How I Reduced Jaeger Trace Loss in a Small AKS Cluster

DevOps & Cloud Engineer — building scalable, automated, and intelligent systems. Developer of sorts | Automator | Innovator
Introduction
Distributed tracing helps understand how services behave when requests travel through multiple microservices. Tools like Jaeger are very useful, but they can also consume significant memory and CPU resources. This becomes especially noticeable when the Kubernetes cluster is small.
In my case, I deployed Jaeger in a single-node Azure Kubernetes Service (AKS) cluster running on a Standard_D3_v2 node. At first, everything looked fine. But under real workload, traces began to disappear. Only some traces showed up, and sometimes none at all.
This is the story of why that happened and how I fixed it.
Cluster Context
| Component | Details |
| Cloud Provider | Azure Kubernetes Service (AKS) |
| Node Count | 1 |
| Node Type | Standard_D3_v2 (4 vCPU, 14 GB RAM) |
| Jaeger Deployment | All-in-One (Collector + Query + Agent) |
| Storage Backend (Initial) | In-memory |
| Storage Backend (Final) | Badger |
| Workload Type | Python application with moderate tracing volume |
The Problem
The issue was trace loss. When requests increased, Jaeger was not able to keep up. The UI showed missing spans and partial traces. Sometimes entire traces disappeared.
Why does this happen?
Reason #1: In-memory Storage Flushes Data Quickly
The default Jaeger all-in-one deployment uses in-memory storage. This is fast but extremely volatile. When memory fills up, older traces are dropped without warning.
Memory full → drop oldest spans → missing traces in UI
Reason #2: Single Node Means Shared Resource Pressure
AKS Standard_D3_v2 has only 4 vCPUs. When Jaeger collector competes with application workloads, the collector queue can start backing up:
Incoming spans → Collector queue → Storage
When the queue fills:
New spans are dropped
How I Diagnosed The Issue
I observed these symptoms:
CPU usage spikes near 80% on the Jaeger pod
Memory usage increasing until pod OOMKilled or auto-cleared
Jaeger logs showing queue warnings:
queue is full, dropping spans
This confirmed the root cause: Jaeger was overloaded.
The Fix
I applied two changes:
1. Increased Resource Requests and Limits
Example configuration:
resources:
requests:
cpu: "500m"
memory: "1Gi"
limits:
cpu: "1500m"
memory: "2Gi"
This ensured Jaeger received enough CPU shares and memory headroom.
2. Switched Storage Backend from In-Memory to Badger
Badger is a lightweight key-value storage engine suitable for single-node setups.
It avoids trace eviction caused by memory pressure.
Helm values change:
storage:
type: badger
badger:
directory: /badger
ephemeral: false
This allowed traces to persist longer and prevented sudden drops.
Results
| Before | After |
| Frequent trace loss | Stable trace retention |
| Collector queue warning logs | No queue overflow warnings |
| Unreliable observability | Consistent tracing in UI |
| Memory spikes | Controlled usage |
Simple Architecture Diagram

Now let us break down what each component does:
1. Application Pods
Your microservices or application containers generate trace spans.
Each span represents one part of a request, such as:
A database query
An HTTP call to another service
A background job
These spans help show how long each part of a request takes.
2. Jaeger Collector
The collector receives the span data from the application.
Think of it like a “mail sorting center”:
Apps send spans → Collector receives, batches, and writes them.

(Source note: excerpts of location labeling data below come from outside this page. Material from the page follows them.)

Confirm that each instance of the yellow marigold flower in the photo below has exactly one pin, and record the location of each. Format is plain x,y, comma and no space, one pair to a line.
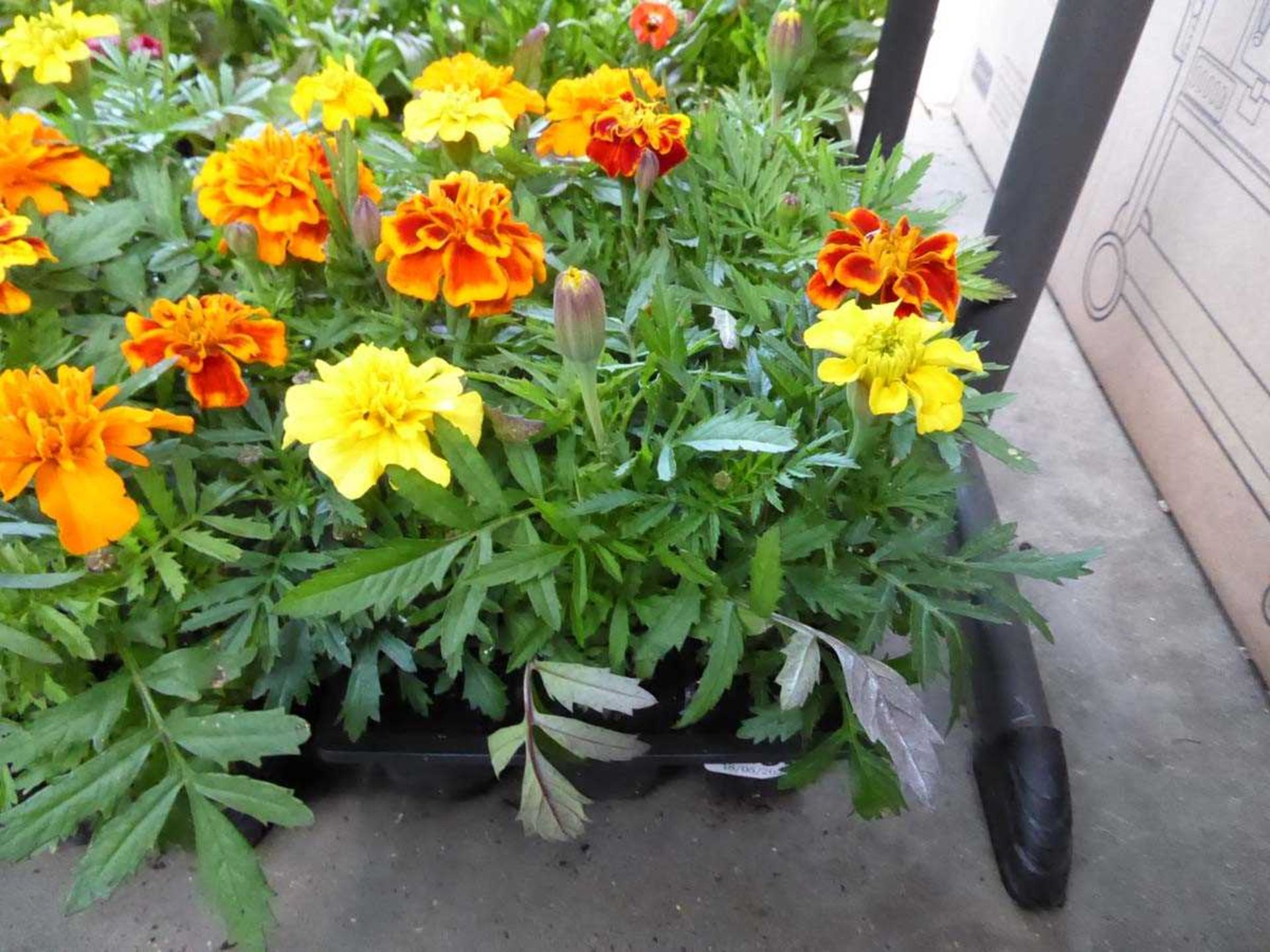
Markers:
573,106
461,231
36,160
468,71
17,251
454,113
900,360
266,183
345,97
375,409
62,436
208,335
51,41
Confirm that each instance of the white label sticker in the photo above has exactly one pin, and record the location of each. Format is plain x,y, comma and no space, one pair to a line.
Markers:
755,772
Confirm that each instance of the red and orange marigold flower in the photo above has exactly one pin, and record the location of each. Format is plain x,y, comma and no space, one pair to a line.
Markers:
17,251
886,263
573,106
266,183
654,23
62,436
37,161
622,131
210,337
461,239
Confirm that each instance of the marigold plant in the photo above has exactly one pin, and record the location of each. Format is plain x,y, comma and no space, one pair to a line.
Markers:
342,95
60,436
18,251
267,183
460,239
376,409
51,42
573,106
37,161
887,263
654,23
208,337
469,71
629,127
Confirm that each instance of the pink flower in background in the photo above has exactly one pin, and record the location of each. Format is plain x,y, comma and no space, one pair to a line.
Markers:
145,44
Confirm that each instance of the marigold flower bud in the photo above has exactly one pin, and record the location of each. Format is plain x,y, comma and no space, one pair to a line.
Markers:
527,58
366,222
647,171
241,239
579,317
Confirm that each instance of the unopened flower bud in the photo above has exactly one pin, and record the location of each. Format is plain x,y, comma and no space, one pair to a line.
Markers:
790,207
527,58
647,172
785,46
101,560
579,317
366,222
241,239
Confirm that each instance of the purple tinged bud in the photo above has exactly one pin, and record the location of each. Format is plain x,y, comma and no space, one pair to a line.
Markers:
241,239
579,317
366,222
647,172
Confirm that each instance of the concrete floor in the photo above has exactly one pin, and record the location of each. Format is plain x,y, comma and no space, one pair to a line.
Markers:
1167,738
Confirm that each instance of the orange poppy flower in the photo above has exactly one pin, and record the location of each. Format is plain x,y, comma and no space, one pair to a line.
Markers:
266,183
60,436
573,106
461,234
886,262
629,126
36,160
17,251
469,71
654,23
208,335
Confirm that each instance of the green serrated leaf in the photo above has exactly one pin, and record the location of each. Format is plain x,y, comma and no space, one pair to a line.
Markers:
230,875
121,844
765,573
267,803
727,644
239,735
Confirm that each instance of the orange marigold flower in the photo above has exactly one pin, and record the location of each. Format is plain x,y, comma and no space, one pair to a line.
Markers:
628,127
888,263
266,183
461,231
17,251
36,160
62,436
208,335
573,106
654,23
469,71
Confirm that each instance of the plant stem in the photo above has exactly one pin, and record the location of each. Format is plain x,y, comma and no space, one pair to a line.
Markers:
591,401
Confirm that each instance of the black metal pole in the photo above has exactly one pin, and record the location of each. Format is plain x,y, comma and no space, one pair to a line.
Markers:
901,52
1019,761
1086,56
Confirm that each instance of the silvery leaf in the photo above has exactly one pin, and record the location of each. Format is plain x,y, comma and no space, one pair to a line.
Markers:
802,669
596,688
550,807
588,740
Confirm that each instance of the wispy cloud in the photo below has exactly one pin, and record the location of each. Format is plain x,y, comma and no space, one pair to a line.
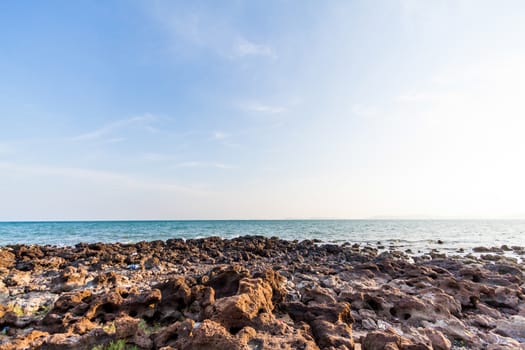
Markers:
219,135
196,164
111,127
258,107
364,110
192,28
245,47
100,176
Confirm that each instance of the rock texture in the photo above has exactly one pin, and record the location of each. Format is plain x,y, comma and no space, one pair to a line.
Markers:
258,293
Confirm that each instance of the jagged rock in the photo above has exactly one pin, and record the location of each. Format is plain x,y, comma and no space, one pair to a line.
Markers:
379,340
7,259
234,312
514,327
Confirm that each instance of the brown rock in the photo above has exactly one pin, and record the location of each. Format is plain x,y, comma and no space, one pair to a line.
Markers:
211,336
235,312
439,341
7,259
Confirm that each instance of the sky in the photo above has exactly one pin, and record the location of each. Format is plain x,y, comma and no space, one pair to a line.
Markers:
262,109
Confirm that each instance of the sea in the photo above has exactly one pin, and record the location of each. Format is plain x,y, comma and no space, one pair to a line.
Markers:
418,236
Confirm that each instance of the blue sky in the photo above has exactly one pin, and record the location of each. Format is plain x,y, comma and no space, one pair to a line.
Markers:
261,109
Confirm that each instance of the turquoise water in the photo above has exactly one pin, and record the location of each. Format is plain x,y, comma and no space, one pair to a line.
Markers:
403,234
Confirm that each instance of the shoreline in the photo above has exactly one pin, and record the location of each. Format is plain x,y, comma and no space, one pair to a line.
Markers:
254,292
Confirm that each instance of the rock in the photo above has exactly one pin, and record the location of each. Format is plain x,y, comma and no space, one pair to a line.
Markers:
32,340
17,278
514,327
438,340
7,259
70,278
211,336
379,340
238,311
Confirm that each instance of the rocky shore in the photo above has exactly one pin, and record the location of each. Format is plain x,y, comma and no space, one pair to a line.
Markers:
257,293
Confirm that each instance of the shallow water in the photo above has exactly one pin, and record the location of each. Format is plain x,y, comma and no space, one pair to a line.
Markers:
418,235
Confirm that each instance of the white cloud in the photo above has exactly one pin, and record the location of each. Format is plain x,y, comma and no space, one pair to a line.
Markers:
98,176
203,30
244,48
364,111
196,164
257,107
220,135
113,126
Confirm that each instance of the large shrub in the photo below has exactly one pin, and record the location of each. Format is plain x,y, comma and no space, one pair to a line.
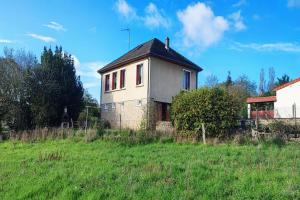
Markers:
214,107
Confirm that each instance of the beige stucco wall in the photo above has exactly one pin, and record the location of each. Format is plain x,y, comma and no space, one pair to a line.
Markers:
127,114
286,97
126,100
166,79
131,91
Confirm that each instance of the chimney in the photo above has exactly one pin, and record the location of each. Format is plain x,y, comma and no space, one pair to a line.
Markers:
167,43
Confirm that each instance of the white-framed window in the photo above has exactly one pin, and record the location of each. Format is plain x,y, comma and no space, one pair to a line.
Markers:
113,106
107,83
122,78
186,80
114,80
139,103
139,74
105,107
122,106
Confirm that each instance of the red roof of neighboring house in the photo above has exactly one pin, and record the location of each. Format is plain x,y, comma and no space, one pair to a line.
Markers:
287,84
261,99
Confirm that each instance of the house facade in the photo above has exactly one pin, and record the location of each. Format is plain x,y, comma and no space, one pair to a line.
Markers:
285,105
141,84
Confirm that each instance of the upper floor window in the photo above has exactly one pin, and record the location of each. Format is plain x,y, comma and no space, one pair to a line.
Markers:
114,80
122,79
139,74
107,83
186,80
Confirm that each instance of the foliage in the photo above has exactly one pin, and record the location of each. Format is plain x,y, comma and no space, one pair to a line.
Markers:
14,107
282,128
34,94
282,80
241,89
54,86
211,81
214,107
64,169
94,112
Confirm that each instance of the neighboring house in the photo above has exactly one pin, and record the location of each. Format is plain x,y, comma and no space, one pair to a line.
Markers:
150,74
285,105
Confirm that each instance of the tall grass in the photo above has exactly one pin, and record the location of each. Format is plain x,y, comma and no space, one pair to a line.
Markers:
65,169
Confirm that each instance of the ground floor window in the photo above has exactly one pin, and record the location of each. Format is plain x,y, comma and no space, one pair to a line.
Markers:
163,111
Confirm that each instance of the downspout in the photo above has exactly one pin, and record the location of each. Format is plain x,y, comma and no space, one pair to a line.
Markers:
197,79
101,96
148,94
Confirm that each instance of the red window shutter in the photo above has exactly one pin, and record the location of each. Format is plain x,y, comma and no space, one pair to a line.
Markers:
112,82
122,78
137,74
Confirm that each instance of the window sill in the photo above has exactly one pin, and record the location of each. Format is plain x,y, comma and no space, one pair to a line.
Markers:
115,90
140,85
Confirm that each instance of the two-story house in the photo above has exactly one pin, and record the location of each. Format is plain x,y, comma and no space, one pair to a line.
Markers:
150,74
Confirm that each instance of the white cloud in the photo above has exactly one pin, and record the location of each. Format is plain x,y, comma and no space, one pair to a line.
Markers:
76,62
125,9
280,46
240,3
238,21
256,17
42,38
89,69
293,3
152,18
55,26
5,41
155,18
201,28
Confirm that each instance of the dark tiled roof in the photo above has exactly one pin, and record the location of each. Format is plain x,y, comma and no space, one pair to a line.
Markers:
261,99
287,84
154,48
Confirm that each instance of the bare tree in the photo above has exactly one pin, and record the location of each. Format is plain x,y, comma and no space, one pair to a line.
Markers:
211,81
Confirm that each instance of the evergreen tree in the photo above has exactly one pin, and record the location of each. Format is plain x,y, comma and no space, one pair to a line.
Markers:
54,86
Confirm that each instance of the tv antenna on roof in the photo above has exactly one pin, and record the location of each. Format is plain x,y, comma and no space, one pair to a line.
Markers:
128,30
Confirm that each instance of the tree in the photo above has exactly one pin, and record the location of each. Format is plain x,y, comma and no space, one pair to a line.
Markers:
54,86
262,82
282,80
14,108
211,81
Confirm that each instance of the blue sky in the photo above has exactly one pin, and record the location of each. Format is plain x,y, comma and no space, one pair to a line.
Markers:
241,36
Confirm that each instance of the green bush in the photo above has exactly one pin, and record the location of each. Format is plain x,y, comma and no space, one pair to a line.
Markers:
282,128
214,107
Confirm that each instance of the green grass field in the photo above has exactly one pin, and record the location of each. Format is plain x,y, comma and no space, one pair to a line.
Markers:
69,169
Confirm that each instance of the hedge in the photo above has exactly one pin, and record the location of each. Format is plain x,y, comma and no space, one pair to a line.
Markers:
214,107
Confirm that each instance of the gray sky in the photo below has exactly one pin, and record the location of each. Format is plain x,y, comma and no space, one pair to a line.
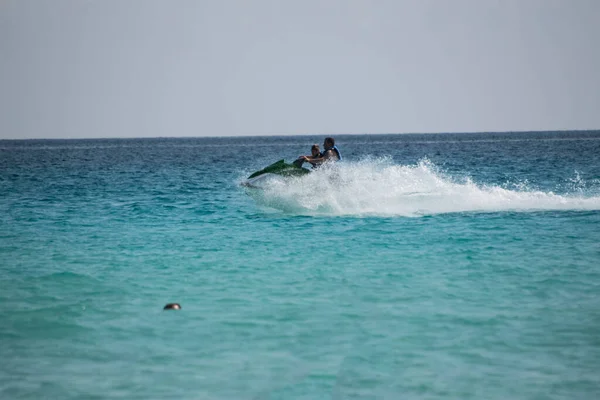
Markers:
130,68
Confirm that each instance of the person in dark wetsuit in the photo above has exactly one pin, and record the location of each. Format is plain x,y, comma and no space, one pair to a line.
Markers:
331,153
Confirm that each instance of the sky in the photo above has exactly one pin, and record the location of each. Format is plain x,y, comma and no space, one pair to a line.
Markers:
148,68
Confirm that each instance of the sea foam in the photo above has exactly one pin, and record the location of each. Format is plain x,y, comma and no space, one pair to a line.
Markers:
381,188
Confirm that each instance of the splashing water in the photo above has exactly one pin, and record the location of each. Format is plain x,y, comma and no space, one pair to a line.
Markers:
377,187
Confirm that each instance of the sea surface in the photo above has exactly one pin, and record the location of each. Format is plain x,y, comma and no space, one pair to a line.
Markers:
441,266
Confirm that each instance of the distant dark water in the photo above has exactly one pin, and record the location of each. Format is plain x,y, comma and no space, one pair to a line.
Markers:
441,266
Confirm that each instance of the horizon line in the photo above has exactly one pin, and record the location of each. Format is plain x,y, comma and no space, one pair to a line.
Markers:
303,134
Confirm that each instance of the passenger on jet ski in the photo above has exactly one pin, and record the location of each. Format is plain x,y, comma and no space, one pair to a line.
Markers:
331,153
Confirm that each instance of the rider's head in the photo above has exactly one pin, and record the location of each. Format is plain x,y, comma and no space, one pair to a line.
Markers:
328,143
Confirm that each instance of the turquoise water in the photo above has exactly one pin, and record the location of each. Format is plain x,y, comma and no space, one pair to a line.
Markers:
423,267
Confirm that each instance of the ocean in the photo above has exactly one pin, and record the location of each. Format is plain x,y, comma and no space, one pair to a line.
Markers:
438,266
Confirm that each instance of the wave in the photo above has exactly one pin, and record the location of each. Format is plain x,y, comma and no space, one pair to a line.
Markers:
380,188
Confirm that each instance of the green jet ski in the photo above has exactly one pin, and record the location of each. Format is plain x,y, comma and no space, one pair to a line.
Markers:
280,168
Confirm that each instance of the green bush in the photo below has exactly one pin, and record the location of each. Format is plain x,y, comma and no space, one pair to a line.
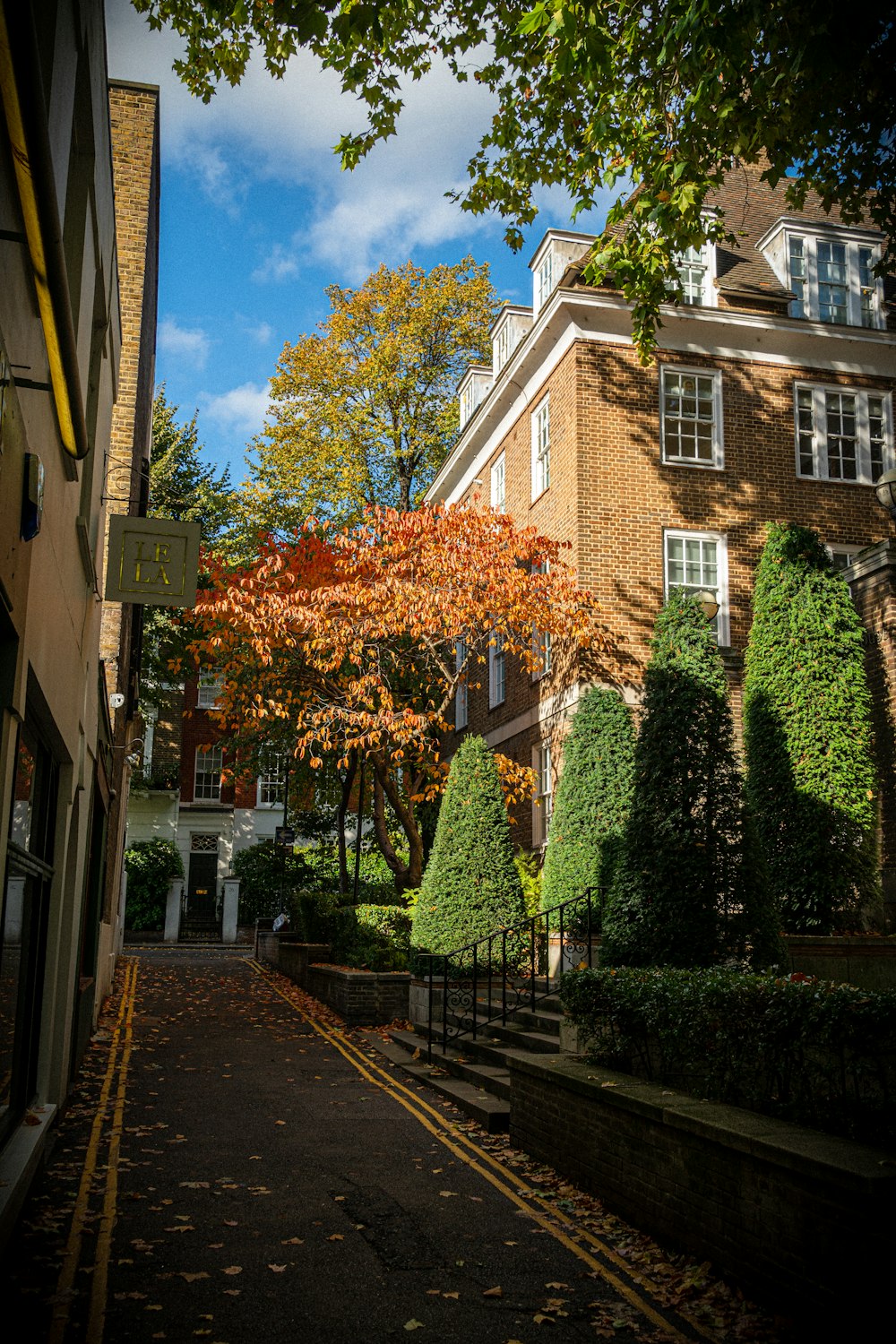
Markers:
813,1051
151,865
688,889
371,937
810,771
592,797
269,875
470,886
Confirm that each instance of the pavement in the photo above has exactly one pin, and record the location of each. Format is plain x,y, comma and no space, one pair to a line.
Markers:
233,1168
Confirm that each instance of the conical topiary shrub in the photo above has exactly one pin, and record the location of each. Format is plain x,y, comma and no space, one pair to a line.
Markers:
810,771
470,886
592,797
688,890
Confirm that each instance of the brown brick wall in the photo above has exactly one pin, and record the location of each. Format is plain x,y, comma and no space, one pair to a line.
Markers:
611,496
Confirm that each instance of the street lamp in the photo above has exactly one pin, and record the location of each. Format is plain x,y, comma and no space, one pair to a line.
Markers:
710,604
885,492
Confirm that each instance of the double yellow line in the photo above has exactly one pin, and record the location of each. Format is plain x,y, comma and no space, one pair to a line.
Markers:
118,1062
606,1262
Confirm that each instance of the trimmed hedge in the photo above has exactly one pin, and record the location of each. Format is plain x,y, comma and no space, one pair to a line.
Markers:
371,937
470,886
810,771
592,797
813,1051
686,887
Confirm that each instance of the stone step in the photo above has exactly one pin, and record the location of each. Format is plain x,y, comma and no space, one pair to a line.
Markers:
489,1110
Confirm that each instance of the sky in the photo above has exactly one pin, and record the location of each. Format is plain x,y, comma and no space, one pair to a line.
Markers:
257,218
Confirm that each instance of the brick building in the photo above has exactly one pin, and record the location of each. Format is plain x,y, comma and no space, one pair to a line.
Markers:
770,400
65,320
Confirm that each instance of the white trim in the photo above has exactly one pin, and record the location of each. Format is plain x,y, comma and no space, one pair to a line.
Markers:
543,800
461,703
497,484
595,316
497,671
712,375
540,422
720,586
821,435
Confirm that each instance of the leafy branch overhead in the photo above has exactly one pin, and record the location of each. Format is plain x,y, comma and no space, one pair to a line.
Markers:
602,96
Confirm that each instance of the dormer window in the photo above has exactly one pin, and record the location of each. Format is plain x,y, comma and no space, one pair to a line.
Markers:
831,276
696,271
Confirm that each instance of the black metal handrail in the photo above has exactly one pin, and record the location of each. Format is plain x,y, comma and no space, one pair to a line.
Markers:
520,969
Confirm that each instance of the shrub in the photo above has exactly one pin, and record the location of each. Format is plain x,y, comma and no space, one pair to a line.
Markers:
688,887
374,937
269,874
813,1051
810,773
592,797
151,865
470,886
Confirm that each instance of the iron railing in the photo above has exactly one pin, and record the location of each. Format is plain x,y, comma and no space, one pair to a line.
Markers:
511,968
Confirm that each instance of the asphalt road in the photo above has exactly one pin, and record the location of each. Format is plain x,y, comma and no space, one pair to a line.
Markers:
236,1172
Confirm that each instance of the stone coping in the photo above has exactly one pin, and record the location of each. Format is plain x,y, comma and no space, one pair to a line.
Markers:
778,1142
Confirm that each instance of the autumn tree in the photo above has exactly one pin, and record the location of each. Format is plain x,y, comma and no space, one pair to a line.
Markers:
614,91
365,410
347,642
807,734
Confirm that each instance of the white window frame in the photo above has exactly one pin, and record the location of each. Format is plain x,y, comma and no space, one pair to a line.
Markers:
845,554
274,780
212,765
541,448
696,273
813,437
544,280
461,707
497,671
209,691
864,290
498,484
543,800
702,375
720,586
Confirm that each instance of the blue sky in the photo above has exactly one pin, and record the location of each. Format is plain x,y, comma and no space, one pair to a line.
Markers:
257,218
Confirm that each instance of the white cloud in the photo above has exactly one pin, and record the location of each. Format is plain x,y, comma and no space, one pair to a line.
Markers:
280,263
183,343
241,410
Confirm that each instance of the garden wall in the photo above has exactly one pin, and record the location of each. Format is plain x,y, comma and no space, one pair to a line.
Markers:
798,1218
362,997
868,962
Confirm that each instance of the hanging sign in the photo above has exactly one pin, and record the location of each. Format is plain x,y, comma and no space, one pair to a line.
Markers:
152,561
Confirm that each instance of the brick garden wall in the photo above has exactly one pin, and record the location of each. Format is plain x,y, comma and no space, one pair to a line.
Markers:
801,1219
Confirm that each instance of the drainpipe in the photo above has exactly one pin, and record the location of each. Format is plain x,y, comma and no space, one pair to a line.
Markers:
26,118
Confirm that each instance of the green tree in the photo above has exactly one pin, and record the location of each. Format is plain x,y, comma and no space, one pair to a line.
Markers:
592,798
810,771
190,489
662,96
150,865
365,411
269,875
470,886
686,889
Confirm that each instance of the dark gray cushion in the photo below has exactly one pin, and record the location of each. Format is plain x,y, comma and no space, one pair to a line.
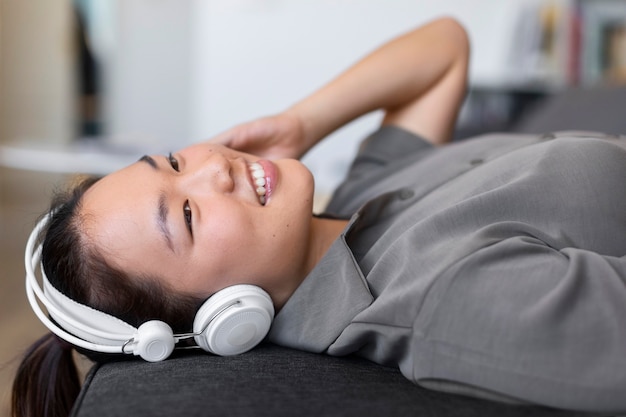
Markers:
272,381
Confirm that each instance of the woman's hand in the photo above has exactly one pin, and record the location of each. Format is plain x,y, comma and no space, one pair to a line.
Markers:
278,136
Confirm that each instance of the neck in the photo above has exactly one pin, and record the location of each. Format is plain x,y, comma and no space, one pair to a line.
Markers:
323,233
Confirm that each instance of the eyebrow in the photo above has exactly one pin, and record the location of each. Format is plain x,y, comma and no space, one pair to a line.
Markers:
162,221
149,160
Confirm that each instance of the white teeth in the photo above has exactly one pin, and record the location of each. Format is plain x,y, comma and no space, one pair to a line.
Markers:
258,175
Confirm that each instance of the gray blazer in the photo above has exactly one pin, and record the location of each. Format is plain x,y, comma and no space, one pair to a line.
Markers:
491,267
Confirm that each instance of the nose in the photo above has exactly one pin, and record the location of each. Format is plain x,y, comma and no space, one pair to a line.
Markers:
214,173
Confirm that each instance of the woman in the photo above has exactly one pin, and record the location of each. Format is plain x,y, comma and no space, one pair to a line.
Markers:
490,267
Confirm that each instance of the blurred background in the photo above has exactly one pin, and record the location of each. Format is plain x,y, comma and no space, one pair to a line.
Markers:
87,86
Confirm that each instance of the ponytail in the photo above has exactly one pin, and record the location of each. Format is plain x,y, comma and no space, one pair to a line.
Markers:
47,382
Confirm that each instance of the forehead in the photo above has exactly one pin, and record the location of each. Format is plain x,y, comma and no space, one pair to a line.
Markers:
118,209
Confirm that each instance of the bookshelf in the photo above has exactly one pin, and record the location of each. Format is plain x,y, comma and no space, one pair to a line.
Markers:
556,45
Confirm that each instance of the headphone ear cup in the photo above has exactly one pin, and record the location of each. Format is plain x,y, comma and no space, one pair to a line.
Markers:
155,341
234,320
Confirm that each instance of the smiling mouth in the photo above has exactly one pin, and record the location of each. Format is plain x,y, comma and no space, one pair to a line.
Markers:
258,179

If the collector becomes overloaded or has no place to store spans, they get dropped — this is where trace loss happened before the fix.
3. Badger Storage
This is where the spans are actually stored.
With in-memory storage, data disappears when memory fills.
With Badger, spans are written to a lightweight key-value store on disk.
So instead of traces evaporating, they are retained long enough to view and analyze.
Simplifying the Flow
You can think of the whole system like this:
Your App → Sends Traces → Collector → Stores Traces → UI shows Traces
If any part in the middle breaks, you get missing traces.
By giving Jaeger more CPU / memory and switching storage to Badger, you ensured:
Collector did not choke under pressure
Spans were not dropped due to memory eviction
Traces became reliable and consistent
Key Takeaways
In-memory storage is fine for testing, but not for real workloads.
Even a small cluster can run Jaeger effectively, but resources must be allocated carefully.
Badger is a practical lightweight backend for non-production or low volume production clusters.
Observability is only useful when it is reliable.
Conclusion
Jaeger is powerful, but it requires thoughtful resource planning. In a small AKS cluster, the default configuration is not enough. Switching from in-memory storage to Badger, combined with slight resource tuning, solved the trace loss issue completely. The result was consistent distributed tracing and better insight into system behavior.
If you run a low-resource Kubernetes environment and notice missing traces, this approach may help you fix it quickly.